Ms Ellis stated that employment and total hours worked are likely to fall in the next few months partially due to further activity restrictions in Victoria. Recovery in employment and hours should persist elsewhere, but there can be few obstacles.

RBA retained its prediction for the economy to contract by 6% in 2020 in its quarterly monetary policy statement issued on 7 August but had cut its forecast for 2021 by 1 percentage point to 5% growth. GDP is not forecasted to rebound to its 2019 level before early 2022.

Source: ABS; RBA

The unemployment rate is likely to reach 10% by the end of 2020 and be at 8.5% in December 2021. A high unemployment rate like this will weigh on wages which are anticipated to increase at 1.25% for next 2 years.

Bill Evans, Westpac expects the Australian economy to contract by 4.7% in 2020 with a 3% recovery in 2021 and an unemployment rate of 8.8% in 2020.

The business investment is projected to go down by 17% in 2020, and recovery in investment will be backed by the mining sector through 2021. The reason behind the bleak investment outlook is that many businesses have put their plans on hold amid weak demand and increased uncertainty.

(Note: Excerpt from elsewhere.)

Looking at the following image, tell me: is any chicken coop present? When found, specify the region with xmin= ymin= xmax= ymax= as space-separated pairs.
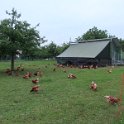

Households lifted by JobKeeper wage subsidy, early superannuation access and coronavirus supplement would be vital to the economy's fate in coming 2 years, with borders expected to be closed until mid-2021. While, Dr Ellis also added that population growth would be significantly lower with poor jobs market, the closing of international borders and near halting of immigration. She noted that weak labour conditions would discourage some people, especially youngsters, from building new households.

RBA stated that main factors that will decide the pace and form of recovery would be continued fiscal stimulus including investment in recovery measures such as job training, spending incentives, wage subsidies and tax cuts.